The government has set up a testing station in the stadium near Yat Kwai Building. At regarding 11:00 in the morning, hundreds of citizens lined up to be tested, filling the entire stadium. Mr. Huang and Mrs. Huang, who lived on the 28th floor of Yat Kwai Building, were tested at regarding 10:00 in the morning. Both of them said that they did not know that they had to take samples before leaving. They described that the lobby of the building was still in and out, and no one had checked the residents’ test records. Mrs. Huang estimated that a large number of residents who went to work this morning left without taking samples. She felt that it was unfair to the residents who had followed the regulations and tested first. She believed that personnel should be arranged to “guard the door.” Mr. Huang was worried that the arrangement this morning would be chaotic, and he was worried that some positive cases had leaked into the community. Mrs. Huang expressed her support for the 3-day ban, agreeing that short-term pain is worse than long-term pain, and did not want the building to continue to erupt.

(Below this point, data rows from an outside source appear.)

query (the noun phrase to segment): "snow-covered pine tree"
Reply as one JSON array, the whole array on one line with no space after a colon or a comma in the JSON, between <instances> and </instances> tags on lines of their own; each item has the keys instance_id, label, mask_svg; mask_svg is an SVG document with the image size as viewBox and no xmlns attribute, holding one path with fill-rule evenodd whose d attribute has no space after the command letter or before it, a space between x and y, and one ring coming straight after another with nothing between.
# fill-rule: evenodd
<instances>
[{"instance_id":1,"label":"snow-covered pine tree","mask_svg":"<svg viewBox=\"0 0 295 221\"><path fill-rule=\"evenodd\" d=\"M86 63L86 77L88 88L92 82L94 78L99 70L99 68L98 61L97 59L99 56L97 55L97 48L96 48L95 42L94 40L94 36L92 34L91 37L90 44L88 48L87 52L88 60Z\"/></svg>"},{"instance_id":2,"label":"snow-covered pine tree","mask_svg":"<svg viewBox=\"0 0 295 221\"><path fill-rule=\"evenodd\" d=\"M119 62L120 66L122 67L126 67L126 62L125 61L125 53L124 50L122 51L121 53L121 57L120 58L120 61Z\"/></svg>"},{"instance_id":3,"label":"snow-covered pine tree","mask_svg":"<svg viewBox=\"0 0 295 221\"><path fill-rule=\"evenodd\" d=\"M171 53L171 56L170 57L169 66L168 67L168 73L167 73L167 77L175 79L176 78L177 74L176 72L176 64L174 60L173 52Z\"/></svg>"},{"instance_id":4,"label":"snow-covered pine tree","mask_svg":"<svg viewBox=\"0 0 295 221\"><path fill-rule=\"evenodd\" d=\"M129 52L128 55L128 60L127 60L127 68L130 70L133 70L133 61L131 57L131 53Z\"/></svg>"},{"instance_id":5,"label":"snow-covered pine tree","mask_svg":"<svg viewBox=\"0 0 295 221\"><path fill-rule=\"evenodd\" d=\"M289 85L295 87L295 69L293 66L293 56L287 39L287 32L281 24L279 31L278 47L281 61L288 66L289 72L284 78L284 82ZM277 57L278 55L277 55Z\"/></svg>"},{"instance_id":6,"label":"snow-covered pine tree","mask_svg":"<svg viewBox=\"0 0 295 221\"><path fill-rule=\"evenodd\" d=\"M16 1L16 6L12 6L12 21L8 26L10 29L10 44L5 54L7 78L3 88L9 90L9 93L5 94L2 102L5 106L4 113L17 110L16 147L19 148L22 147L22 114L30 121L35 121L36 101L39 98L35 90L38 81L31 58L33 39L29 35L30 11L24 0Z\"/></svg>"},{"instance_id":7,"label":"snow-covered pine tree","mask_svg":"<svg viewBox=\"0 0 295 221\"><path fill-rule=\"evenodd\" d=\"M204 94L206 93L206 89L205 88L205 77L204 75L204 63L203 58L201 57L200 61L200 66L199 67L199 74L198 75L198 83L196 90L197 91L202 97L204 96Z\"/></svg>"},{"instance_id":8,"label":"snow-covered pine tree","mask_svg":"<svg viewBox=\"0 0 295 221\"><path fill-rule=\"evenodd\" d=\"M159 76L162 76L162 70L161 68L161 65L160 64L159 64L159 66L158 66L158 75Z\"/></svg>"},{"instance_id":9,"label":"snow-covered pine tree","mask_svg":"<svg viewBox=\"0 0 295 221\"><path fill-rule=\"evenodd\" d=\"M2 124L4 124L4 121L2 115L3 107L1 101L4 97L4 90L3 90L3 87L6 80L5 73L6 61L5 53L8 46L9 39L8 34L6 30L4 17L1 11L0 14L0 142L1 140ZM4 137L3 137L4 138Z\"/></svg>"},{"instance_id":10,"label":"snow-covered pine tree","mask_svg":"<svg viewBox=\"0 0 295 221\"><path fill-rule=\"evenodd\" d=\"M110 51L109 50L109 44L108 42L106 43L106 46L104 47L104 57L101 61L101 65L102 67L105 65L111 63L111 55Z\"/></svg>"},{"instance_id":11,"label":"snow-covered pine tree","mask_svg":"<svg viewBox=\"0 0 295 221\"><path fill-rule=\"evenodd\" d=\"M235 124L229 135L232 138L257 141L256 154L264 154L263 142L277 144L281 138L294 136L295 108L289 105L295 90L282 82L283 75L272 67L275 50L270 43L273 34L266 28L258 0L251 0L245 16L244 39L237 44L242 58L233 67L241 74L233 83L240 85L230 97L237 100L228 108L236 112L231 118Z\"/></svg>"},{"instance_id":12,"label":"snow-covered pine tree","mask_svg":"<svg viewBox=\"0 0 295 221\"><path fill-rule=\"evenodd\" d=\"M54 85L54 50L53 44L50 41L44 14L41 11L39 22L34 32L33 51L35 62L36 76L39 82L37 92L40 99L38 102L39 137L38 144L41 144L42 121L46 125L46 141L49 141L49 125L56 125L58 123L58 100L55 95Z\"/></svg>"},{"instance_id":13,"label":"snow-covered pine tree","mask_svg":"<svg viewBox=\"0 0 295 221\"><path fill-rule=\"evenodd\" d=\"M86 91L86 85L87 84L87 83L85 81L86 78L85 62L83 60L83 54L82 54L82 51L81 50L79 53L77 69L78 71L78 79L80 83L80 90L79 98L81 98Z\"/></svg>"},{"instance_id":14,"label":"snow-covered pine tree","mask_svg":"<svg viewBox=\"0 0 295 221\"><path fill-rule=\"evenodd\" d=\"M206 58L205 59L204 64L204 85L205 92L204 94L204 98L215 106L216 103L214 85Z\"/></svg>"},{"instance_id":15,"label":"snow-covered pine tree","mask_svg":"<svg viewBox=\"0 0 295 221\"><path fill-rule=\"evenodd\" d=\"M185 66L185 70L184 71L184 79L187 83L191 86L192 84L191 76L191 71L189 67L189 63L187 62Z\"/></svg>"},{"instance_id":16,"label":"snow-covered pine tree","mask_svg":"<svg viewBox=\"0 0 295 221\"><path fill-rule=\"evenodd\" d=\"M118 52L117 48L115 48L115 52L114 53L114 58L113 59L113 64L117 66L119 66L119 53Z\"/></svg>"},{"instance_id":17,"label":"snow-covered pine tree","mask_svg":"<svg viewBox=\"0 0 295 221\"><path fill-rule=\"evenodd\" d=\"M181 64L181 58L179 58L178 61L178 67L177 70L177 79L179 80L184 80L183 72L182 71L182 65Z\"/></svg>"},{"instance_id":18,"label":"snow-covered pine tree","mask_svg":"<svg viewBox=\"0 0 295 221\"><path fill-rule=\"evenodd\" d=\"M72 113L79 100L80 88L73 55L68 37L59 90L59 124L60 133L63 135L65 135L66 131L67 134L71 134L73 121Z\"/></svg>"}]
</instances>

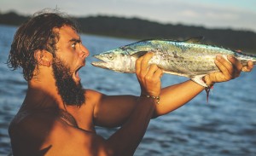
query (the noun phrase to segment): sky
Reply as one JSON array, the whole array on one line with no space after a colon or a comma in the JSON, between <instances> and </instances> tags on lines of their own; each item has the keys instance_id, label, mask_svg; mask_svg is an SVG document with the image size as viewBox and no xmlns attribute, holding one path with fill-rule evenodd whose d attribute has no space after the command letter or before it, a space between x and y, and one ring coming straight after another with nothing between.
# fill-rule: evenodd
<instances>
[{"instance_id":1,"label":"sky","mask_svg":"<svg viewBox=\"0 0 256 156\"><path fill-rule=\"evenodd\" d=\"M0 12L32 14L58 8L70 15L137 17L160 23L256 32L256 0L0 0Z\"/></svg>"}]
</instances>

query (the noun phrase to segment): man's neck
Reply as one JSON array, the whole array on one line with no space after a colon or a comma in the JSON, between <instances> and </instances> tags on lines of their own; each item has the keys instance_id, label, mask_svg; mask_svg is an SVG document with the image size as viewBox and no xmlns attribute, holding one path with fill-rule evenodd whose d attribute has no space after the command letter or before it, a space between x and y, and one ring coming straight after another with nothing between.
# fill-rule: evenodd
<instances>
[{"instance_id":1,"label":"man's neck","mask_svg":"<svg viewBox=\"0 0 256 156\"><path fill-rule=\"evenodd\" d=\"M63 107L55 79L51 77L51 75L49 75L48 78L44 78L44 77L36 76L28 82L28 90L22 108L47 109Z\"/></svg>"}]
</instances>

Regarding Xu Le, director of the Centre for Health Protection, who insisted that it was an expert team who believed that the residents of Yikui Building did not need to be evacuated, Leung Cheuk-wai, a government expert advisor and dean of the Faculty of Medicine of the University of Hong Kong, said that no government personnel have consulted him since last night (20th) and today. If you ask him, He believes that “home quarantine is absolutely necessary for the first time”, and pointed out that this kind of containment action was implemented as early as May 1, 2009, when the swine flu hit Hong Kong, when the Metropark Hotel was closed.
Leung Cheuk-wai continued that he was astonished to learn from the news last night that residents of the building did not have to wait for the test results to enter and exit by themselves. He questioned how to persuade the public authorities to use the same public health standard to make a decision to humanely deal with 2,000 hamsters suspected of being tested for Delta. But more than 2,000 residents at risk of contracting Omicron can continue to operate in the community.
Some residents worry regarding affecting security work
Mr. Huang, a resident who works as a security guard, said that he took a leave of absence today for a test. He believed that it would affect his work if he had to have a negative result in the next few days, because he had to go out at regarding 6 o’clock every morning. He said that the company has arranged for him to take a holiday in the next few days, but he is worried that the government will extend the testing arrangement because the source cannot be found, which will affect his income at that time, so he has no choice but to accept it.
The resident student Chen said that it felt “outrageous” that more than 10 cases of infection occurred in the building. He had not been vaccinated once morest the new crown, and no one asked for the test results when he went out this morning.
The resident Mr. Pan expressed concern, but he had no choice. He had to show the test report when he went out this morning, but he would not follow the call to wear two masks because it was too urgent.
The resident Zhen Tai said that her son did not have a test report at school this morning, but the school asked him to test before returning to school. She brought a “disinfection gun” and waited for her son downstairs, and sprayed disinfectant before going upstairs. She has now stopped work and went out as little as possible, hoping that the virus will not spread once more.
Some residents put on raincoats for protection when they went out, and some cleaners cleaned the open space outside the building and the iron gates of the building, and cleaned the rubbish on the canopies. Another resident said that the improper closure measures have led to the outbreak of new coronavirus infections in many districts, and they have “endured it for three years without speaking out.”